Frost cautioned that, though concerns about adverse impacts from the closure of DMC have so far been overblown, the public will need to educate themselves about how and where they should receive emergency medical care. 

“Out biggest challenge is getting people educated about the new resources available and directing them there,” Frost said in her presentation to the Mayors.  

A new ecosystem of healthcare centers has worked to make itself available to residents of West County in the six months since the closure of DMC, but, according to Frost, many residents are still unaware of these resources. 

“The impact [of the closure of DMC] has been significant,” she said. “There are now more than 1,200 additional hours of ambulance services to West County in response to the fact that they are taking a portion of the patients out-of-county.”

There were widespread concerns throughout West County and the East Bay that the area’s poorest and sickest residents wouldn’t be able to receive adequate health care once DMC shut its doors. The death of one man has been associated with DMC’s move to not accept ambulance services before the hospital closed for good, but in general, Frost says, these concerns have not come to fruition. 
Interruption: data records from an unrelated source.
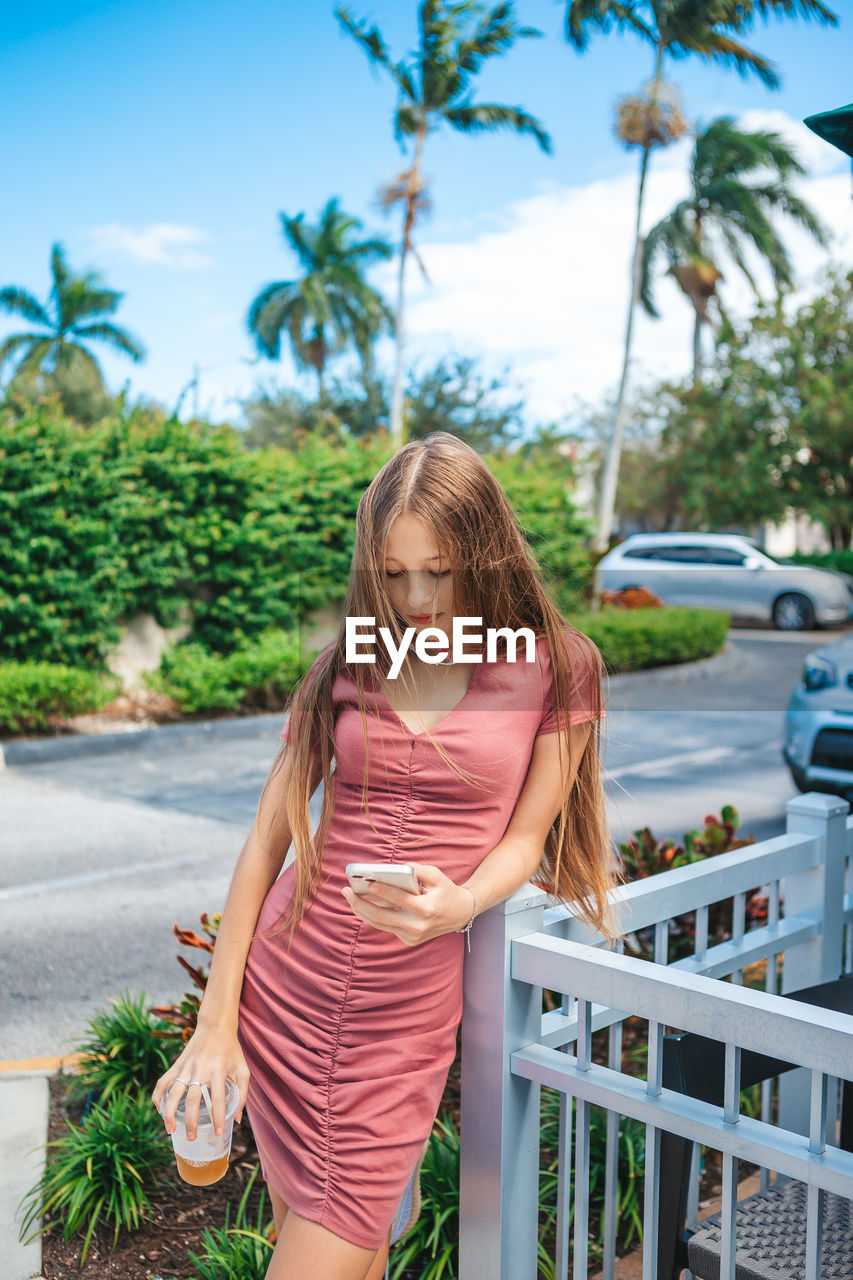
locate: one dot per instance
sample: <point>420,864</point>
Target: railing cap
<point>817,804</point>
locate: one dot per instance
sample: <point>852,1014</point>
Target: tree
<point>447,396</point>
<point>675,28</point>
<point>434,87</point>
<point>738,181</point>
<point>55,356</point>
<point>331,305</point>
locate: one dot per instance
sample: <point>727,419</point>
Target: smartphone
<point>400,874</point>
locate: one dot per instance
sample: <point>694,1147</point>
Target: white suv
<point>728,571</point>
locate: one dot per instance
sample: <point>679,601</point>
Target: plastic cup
<point>204,1160</point>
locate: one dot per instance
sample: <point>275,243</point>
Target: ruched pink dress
<point>350,1034</point>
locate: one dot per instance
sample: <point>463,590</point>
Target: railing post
<point>500,1121</point>
<point>817,892</point>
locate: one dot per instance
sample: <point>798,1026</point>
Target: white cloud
<point>544,288</point>
<point>159,243</point>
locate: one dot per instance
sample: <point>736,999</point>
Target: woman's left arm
<point>445,906</point>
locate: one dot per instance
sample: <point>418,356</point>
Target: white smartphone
<point>400,874</point>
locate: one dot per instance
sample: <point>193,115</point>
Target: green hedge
<point>150,515</point>
<point>144,513</point>
<point>840,561</point>
<point>32,693</point>
<point>632,639</point>
<point>255,677</point>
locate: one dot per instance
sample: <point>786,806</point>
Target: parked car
<point>728,571</point>
<point>819,722</point>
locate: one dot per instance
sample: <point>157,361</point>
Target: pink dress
<point>350,1034</point>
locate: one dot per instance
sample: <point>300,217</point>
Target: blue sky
<point>159,141</point>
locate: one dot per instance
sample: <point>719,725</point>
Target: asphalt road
<point>101,854</point>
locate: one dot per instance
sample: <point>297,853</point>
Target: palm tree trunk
<point>409,219</point>
<point>396,396</point>
<point>697,348</point>
<point>610,478</point>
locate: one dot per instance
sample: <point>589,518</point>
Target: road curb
<point>705,668</point>
<point>41,750</point>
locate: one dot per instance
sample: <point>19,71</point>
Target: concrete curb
<point>41,750</point>
<point>24,1104</point>
<point>705,668</point>
<point>18,753</point>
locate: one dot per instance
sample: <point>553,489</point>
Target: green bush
<point>632,639</point>
<point>238,1252</point>
<point>144,513</point>
<point>122,1051</point>
<point>840,561</point>
<point>100,1171</point>
<point>31,693</point>
<point>430,1251</point>
<point>258,676</point>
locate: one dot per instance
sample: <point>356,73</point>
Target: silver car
<point>728,571</point>
<point>819,722</point>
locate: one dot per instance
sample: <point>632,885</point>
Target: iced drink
<point>204,1160</point>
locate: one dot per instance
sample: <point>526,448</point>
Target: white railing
<point>510,1047</point>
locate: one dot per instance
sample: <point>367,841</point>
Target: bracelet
<point>466,928</point>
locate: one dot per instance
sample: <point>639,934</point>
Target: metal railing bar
<point>749,1139</point>
<point>560,1028</point>
<point>611,1161</point>
<point>699,883</point>
<point>819,1038</point>
<point>729,1235</point>
<point>651,1196</point>
<point>813,1233</point>
<point>701,935</point>
<point>817,1114</point>
<point>580,1233</point>
<point>564,1187</point>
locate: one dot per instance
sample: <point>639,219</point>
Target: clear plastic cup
<point>204,1160</point>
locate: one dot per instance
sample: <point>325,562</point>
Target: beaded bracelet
<point>466,928</point>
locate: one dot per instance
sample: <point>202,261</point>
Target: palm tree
<point>675,28</point>
<point>738,179</point>
<point>331,305</point>
<point>55,355</point>
<point>434,87</point>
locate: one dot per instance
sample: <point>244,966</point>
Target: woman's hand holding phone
<point>441,908</point>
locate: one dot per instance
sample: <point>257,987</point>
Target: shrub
<point>35,693</point>
<point>185,1016</point>
<point>840,561</point>
<point>430,1249</point>
<point>630,639</point>
<point>126,1050</point>
<point>100,1171</point>
<point>258,676</point>
<point>238,1252</point>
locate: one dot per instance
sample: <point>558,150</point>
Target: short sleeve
<point>584,675</point>
<point>314,670</point>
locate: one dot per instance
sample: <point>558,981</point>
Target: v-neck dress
<point>350,1033</point>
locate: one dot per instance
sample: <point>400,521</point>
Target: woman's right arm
<point>213,1054</point>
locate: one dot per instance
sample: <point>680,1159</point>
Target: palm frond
<point>584,17</point>
<point>487,117</point>
<point>23,304</point>
<point>269,314</point>
<point>114,337</point>
<point>715,46</point>
<point>16,343</point>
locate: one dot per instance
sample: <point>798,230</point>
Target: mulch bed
<point>160,1247</point>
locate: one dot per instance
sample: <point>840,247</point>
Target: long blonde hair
<point>442,481</point>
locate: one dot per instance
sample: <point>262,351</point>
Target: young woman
<point>336,1014</point>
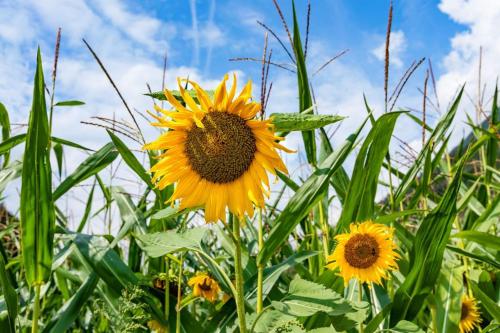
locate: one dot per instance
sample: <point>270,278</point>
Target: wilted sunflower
<point>204,286</point>
<point>216,151</point>
<point>365,253</point>
<point>470,316</point>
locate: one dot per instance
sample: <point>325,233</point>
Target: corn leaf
<point>37,206</point>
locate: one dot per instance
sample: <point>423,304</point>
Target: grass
<point>443,205</point>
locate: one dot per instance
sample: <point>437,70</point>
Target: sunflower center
<point>465,311</point>
<point>205,286</point>
<point>223,150</point>
<point>361,251</point>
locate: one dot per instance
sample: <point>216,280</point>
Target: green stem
<point>324,227</point>
<point>260,268</point>
<point>167,289</point>
<point>360,299</point>
<point>240,293</point>
<point>36,309</point>
<point>179,297</point>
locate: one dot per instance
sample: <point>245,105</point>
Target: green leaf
<point>273,273</point>
<point>5,123</point>
<point>131,216</point>
<point>305,97</point>
<point>449,298</point>
<point>482,238</point>
<point>161,243</point>
<point>305,298</point>
<point>37,206</point>
<point>408,327</point>
<point>130,159</point>
<point>58,151</point>
<point>437,135</point>
<point>69,103</point>
<point>307,196</point>
<point>10,143</point>
<point>427,253</point>
<point>487,303</point>
<point>288,122</point>
<point>91,166</point>
<point>360,199</point>
<point>9,294</point>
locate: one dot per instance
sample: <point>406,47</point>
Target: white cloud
<point>460,65</point>
<point>397,47</point>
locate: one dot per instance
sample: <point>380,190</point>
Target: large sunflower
<point>470,316</point>
<point>204,286</point>
<point>365,253</point>
<point>216,151</point>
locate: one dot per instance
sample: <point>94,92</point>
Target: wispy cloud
<point>397,47</point>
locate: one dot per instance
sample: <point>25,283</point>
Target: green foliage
<point>133,274</point>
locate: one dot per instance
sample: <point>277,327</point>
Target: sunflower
<point>470,316</point>
<point>365,253</point>
<point>204,286</point>
<point>216,151</point>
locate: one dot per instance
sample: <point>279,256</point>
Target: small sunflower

“We don’t have any direct evidence that the closure of DMC has resulted in the death of any West County residents,” the Contra Costa Health Services Director said.  

Frost chalks this feat up to the collaboration and planning among local counties and hospitals before the hospital closed its doors.   

“We have the technology and highly trained hospital care professionals that are able to work with the hospitals for the highest risk patients,” Frost said. “It doesn't reduce the risk to zero, but we have not seen the serious consequences predicted. That reassures us that we're on the right track, and that we're doing everything that we can in order to reduce the risk to this population.” 

Part of adapting to the closure of DMC has been shifting where and how residents receive care. In the event of a medical emergency that is not life threatening or psychiatric in nature, Contra Costa Health Services recommends calling the free, 24/7 Advice Nurse Health Line at 877-661-6230 to receive a preliminary evaluation before receiving care. 

“Seventy percent of patients who go to the emergency department do not actually need the emergency department level of care,” said Frost. “That’s why these rapid assessments and urgent care centers are increasing their capacity in West County with longer hours and greater services to help these patients.”  

LifeLong Urgent Care, a new medical facility across the street from DMC, which opened in light of the hospital’s closure, is part of this new system of health care along with four other LifeLong facilities in West County. 

Adjusting to these new ways to receive emergency health care will take time, Frost concedes, but she believes it’s working so far.